Il me semble que l’Assemblée nationale a déjà fait son travail en votant la loi de 1966 sur les sociétés commerciales, puis les modifications de celle-ci. En 1975, la cob a émis une note d’information précisant que le chef d’entreprise a droit à une rémunération fixe et à une rémunération variable. Celle-ci doit être en corrélation avec les résultats de l’entreprise, faute de quoi il y a abus de bien social. Mais alors, pourquoi ces messieurs de la cob n’ont ils pas agi contre Vivendi et Alstom ? Je reconnais toutefois que certains dirigeants - je pense notamment au président d’Alstom qui a renoncé à son golden parachute - ont fait un geste, mais c’est un autre problème de savoir si ce geste peut les exonérer des fautes commises dans la gestion de l’entreprise. MM. Messier, Bronfman et Lescure pourraient s’inspirer de ces exemples.

Si aucune solution n’est trouvée pour mettre fin à ces abus, la justice devra sévir, car l’abus de bien social est caractérisé, comme l’a d’ailleurs confirmé la Cour de cassation. Sans doute ce problème est-il avant tout une question de moralité, mais il pose aussi une question de forme, car les golden parachutes sont des conventions réglementées, régies comme telles par l’article L. 225-38 du code de commerce. La loi existe donc, il suffit de l’appliquer. Il n’est pas besoin de voter une nouvelle loi : il y en a déjà trop en France. Il ne faut pas étouffer le monde financier, qui doit être régi par le principe du libéralisme. La cob doit sanctionner les abus. Elle l’a d’ailleurs fait dans le cas de sidel puisqu’elle a condamné son dirigeant à payer un million d’euros.

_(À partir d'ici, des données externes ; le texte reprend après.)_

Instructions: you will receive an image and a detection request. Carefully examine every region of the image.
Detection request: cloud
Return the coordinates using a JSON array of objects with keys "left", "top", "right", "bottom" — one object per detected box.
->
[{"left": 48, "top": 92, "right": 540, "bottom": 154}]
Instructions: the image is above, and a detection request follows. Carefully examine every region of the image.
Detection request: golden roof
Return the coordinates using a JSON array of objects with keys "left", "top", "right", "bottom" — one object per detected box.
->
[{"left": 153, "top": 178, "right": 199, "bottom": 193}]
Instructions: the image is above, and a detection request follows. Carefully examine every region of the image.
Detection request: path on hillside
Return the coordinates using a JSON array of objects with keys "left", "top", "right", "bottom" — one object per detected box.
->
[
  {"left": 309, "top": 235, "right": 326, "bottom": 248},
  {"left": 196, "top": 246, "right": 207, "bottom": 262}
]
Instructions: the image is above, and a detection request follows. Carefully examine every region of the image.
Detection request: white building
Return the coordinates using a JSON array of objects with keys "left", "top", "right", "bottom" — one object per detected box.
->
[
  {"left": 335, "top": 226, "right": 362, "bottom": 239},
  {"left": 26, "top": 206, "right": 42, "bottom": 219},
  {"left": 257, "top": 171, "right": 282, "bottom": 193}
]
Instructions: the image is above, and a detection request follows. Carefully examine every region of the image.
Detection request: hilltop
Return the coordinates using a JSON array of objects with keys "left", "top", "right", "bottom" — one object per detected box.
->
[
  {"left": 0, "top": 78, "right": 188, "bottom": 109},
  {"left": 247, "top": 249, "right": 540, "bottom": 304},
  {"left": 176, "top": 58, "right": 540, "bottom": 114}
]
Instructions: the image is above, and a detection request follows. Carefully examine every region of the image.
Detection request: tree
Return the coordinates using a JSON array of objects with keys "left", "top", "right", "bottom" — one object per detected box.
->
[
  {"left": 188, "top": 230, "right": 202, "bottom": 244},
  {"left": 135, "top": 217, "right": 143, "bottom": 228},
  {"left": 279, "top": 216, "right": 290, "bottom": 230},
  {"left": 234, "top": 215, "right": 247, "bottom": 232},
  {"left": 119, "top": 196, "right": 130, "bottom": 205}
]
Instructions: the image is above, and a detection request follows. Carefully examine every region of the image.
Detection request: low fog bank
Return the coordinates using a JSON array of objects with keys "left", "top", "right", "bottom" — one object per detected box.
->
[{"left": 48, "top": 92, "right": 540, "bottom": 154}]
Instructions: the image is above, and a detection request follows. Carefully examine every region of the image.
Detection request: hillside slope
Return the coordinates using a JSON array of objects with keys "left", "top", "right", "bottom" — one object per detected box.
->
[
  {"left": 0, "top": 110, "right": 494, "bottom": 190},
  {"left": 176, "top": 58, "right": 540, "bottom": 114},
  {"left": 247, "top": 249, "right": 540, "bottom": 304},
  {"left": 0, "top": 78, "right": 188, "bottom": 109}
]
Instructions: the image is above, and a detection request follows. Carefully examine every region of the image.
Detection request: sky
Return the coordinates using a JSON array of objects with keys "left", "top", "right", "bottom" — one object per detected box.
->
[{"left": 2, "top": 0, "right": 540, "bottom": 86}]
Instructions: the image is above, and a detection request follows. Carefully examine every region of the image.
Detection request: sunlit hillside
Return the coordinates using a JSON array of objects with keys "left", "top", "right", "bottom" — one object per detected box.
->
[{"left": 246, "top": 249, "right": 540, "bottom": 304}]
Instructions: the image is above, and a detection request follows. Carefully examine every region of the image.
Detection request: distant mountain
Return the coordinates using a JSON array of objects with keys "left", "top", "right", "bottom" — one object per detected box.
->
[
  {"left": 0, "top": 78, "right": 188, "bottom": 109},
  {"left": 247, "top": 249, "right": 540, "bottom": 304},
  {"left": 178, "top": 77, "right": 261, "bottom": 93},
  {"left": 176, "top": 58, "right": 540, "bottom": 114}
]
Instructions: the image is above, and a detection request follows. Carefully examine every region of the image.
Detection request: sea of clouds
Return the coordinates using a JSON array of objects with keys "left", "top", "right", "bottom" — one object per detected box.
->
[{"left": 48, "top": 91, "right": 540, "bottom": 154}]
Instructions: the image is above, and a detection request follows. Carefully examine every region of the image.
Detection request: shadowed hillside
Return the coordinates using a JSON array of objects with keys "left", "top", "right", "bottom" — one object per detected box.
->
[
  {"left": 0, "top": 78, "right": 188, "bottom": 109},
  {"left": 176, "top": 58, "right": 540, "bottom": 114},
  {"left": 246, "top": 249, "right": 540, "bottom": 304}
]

La plupart du temps cependant, contrairement à la sécurité routière, domaine dans lequel on agit, la sécurité financière n’est pas assurée. C’est pourtant un problème sérieux qui se traduit par des taux de chômage de 33 % dans certaines villes. Cela est inadmissible quand l’insécurité vient de ce que certains dirigeants ont commis des abus très importants. Les problèmes de Vivendi ont coûté déjà 100 millions d’euros à la société. C’est inacceptable ! Il faut arrêter cette mascarade judiciaire qui se déroule aux États-Unis. Nous devons traiter nos problèmes nous-mêmes. Ils ne concernent pas que M. Messier, mais aussi M. Edgar Bronfman, qui a touché 25 millions d’euros au titre de son golden parachute, auxquels s’ajoute la somme de 10 millions d’euros qu’il a touchée en tant que consultant lors des mandats de M. Messier puis de M. Fourtou. J’ai lu un article de M. Bronfman où il expliquait que, bien que vice-président, il s’était fait « berner » par M. Messier. En tant que consultant, il aurait dû dénoncer l’abus de bien social au vu des résultats de Vivendi. J’enjoins M. Bronfman à rendre l’argent qu’il a touché aux salariés de l’entreprise et M. Messier à faire de même. Quant à M. Fourtou, il devrait arrêter de dépenser notre argent aux États-Unis. Les frais de procédure à New York ont déjà coûté huit millions de dollars. 25 millions d’euros ont été bloqués par la sec aux États-Unis et 20 millions d’euros en France, alors que le litige concerne une somme de 20 millions d’euros. J’ai donc proposé au président du tribunal de commerce de Paris de faire un pas vers la négociation, proposition qui a été entendue par M. Messier. Si ce problème n’est pas réglé à l’amiable, que va-t-il se passer ? Les actionnaires de Vivendi ne sont au courant de rien, ni du golden parachute ni de ses clauses d’arbitrage. La loi française est claire : ce sont les administrateurs responsables qui devront payer avec leur propre carnet de chèque. Je profite de la tribune que vous m’offrez pour inviter MM. Fourtou et Bébéar à s’asseoir à la table des négociations pour régler ce problème le plus rapidement possible.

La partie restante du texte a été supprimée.